Sir George nodded, grinning, then said: “Going to be a bit awkward when you reach the end of the rainbow, so to speak. Stripes, perhaps?”
“Certainly, the time isn’t so far off, now. I’ve been wondering about going through the whole spectrum again in satin, or maybe suede—but never mind my nonsense. Let’s see what we can do to put Plummergen really on the map this summer, shall we?”

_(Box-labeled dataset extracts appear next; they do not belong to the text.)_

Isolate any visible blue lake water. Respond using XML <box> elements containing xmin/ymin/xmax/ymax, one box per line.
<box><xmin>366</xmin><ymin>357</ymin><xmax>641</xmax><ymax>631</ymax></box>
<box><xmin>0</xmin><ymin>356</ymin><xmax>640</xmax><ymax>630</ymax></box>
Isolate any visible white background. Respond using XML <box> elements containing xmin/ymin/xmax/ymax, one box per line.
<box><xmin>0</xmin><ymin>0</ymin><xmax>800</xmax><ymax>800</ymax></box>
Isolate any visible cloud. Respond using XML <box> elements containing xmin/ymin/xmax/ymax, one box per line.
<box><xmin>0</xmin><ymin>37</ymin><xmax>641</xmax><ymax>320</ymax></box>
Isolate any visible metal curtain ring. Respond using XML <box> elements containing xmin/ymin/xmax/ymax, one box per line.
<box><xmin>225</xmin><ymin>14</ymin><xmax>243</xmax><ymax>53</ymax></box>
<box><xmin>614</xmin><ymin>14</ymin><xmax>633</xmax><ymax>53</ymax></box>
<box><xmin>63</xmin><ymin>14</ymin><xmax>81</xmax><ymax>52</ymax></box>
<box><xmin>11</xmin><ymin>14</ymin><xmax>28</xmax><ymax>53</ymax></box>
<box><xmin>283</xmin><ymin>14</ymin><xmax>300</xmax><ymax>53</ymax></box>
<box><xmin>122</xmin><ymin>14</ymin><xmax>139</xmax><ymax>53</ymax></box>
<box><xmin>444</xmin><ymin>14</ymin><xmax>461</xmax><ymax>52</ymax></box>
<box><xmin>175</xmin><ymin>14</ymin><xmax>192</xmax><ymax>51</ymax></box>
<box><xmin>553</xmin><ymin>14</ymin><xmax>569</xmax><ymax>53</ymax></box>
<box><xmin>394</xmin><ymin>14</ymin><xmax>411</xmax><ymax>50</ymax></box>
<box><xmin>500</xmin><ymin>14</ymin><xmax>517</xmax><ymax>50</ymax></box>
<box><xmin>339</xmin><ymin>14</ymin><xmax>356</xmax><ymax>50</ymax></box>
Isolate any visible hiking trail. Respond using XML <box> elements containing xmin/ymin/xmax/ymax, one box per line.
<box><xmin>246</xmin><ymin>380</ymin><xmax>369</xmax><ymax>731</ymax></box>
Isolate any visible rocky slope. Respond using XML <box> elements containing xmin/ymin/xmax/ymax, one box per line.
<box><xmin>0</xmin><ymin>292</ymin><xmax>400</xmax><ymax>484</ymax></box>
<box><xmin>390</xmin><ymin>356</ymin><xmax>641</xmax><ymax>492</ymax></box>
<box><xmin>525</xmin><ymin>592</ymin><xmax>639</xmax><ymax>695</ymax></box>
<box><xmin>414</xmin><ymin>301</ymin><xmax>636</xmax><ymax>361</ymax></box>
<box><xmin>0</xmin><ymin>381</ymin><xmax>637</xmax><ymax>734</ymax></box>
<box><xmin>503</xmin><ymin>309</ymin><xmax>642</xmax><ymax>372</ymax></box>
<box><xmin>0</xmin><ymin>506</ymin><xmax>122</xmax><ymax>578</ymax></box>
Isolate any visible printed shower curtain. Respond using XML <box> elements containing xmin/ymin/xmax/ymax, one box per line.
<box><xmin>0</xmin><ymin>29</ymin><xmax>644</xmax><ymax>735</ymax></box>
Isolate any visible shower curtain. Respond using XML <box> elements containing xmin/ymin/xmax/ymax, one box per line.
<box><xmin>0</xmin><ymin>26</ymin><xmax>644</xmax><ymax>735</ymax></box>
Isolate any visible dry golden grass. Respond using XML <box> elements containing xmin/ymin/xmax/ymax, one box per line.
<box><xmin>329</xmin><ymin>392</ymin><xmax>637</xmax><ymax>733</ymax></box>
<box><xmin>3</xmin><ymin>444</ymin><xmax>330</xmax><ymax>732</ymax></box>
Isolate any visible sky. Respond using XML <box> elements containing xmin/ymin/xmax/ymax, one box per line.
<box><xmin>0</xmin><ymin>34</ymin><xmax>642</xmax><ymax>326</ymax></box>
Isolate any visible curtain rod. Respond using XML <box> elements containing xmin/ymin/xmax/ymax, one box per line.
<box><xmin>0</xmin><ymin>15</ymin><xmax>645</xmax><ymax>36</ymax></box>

There followed what was a virtual monologue on Cedric’s part, with Sir George interpolating the occasional remark when his friend permitted. “Of course, it takes years for anyone to reach this sort of standard all the time, but you aren’t that bothered about pretty pictures, are you? From what you told me, that is. Get this Competition of yours out of the way first, and then you can begin on the fancier stuff when you’ve time to take it slowly, and learn as you go along. But if you’re in a hurry . . .”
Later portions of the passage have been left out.